Dr. med. Hans Steiner

Publication Details

  • COMPLIANCE AND OUTCOME IN ANOREXIA-NERVOSA WESTERN JOURNAL OF MEDICINE Steiner, H., Mazer, C., Litt, I. F. 1990; 153 (2): 133-139

    Abstract:

    Anorexia nervosa is notoriously difficult to treat, but little is known regarding the relationship of compliance to treatment outcome. We investigated in 41 adolescents who fulfilled DSM-III-R criteria for anorexia nervosa, the relationship between the completion of a standard psychosocial treatment program, subtypes of anorexia nervosa, and outcome as determined by standardized measurements. These adolescents were observed for an average of 32.4 months. Overall, 29 patients (70%) improved considerably, but 10 (24%) were symptomatic, and 2 (5%) remained in poor condition. There were no deaths. Of the 41 patients, 14 (34%) completed our entire treatment program, 15 (37%) received major treatment and failed in the outpatient follow-up phase only, 7 (17%) dropped out of inpatient treatment before its completion, and 5 (12%) refused treatment in our system altogether. Of all the dropouts, 10 received no further treatment.

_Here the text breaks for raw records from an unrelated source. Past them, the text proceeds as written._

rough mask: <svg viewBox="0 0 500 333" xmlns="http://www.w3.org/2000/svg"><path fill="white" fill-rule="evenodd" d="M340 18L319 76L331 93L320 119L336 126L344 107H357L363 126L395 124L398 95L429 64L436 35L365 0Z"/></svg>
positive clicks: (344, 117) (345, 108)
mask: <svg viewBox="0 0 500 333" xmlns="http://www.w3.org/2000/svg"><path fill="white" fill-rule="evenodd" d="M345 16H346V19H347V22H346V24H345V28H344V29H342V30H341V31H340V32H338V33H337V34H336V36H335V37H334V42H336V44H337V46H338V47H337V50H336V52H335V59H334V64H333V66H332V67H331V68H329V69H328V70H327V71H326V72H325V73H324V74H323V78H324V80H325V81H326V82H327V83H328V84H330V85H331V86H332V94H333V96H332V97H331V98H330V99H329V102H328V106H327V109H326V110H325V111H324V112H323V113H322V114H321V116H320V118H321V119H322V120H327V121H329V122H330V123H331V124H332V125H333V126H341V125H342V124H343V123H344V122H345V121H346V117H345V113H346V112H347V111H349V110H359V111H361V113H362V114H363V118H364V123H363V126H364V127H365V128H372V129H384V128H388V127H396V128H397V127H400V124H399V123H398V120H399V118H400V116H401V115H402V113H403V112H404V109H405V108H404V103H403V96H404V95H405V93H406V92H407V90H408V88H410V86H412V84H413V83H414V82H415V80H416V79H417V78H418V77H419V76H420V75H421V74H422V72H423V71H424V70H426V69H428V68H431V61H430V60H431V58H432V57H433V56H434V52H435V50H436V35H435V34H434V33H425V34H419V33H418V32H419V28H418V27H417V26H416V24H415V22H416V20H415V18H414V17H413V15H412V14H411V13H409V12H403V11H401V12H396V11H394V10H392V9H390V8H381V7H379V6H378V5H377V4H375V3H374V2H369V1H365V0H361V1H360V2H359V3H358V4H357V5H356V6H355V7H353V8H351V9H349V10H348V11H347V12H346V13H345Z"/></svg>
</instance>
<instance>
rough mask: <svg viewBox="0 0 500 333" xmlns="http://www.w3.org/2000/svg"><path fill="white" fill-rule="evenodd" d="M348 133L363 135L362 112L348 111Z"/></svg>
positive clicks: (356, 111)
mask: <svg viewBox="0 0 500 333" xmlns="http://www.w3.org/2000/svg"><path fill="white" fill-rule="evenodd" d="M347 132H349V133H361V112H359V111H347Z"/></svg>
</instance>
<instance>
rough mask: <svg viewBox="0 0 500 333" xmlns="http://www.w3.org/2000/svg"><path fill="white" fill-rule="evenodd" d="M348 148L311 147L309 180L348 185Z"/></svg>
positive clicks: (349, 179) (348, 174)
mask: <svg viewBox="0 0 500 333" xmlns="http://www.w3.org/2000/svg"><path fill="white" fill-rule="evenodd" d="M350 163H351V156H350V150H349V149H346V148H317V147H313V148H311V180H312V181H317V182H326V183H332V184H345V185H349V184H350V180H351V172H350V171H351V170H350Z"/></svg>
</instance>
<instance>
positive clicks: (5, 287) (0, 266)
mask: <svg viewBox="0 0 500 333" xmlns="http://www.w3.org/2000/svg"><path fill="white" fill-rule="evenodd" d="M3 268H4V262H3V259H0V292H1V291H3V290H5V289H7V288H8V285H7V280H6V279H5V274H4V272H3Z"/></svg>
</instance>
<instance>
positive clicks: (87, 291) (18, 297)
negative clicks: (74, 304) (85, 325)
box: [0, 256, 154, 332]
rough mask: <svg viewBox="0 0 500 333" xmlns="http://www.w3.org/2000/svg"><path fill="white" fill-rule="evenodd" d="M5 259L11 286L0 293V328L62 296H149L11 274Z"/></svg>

One patient was admitted to hospital elsewhere but again dropped out in the outpatient phase of that program. Seven patients (17%) received further outpatient treatment only, and 9 (22%) received inpatient and outpatient care and seemingly completed their treatment. Treatment completion significantly affected the measures of global clinical functioning and specific psychopathologic features, but only for those patients who completed the initial program. Bulimic patients did considerably worse on follow-up and were less likely to complete treatment. Patients with restricted anorexia nervosa were more likely to complete treatment than those with a bulimic subtype (P = .03). Differential compliance rates in the two subtypes confound the effects of treatment completion and need to be controlled for in future studies. Depression was not associated with noncompliance but, if present, was associated with poor outcome on follow-up and abated in only a third of those in whom it was initially present.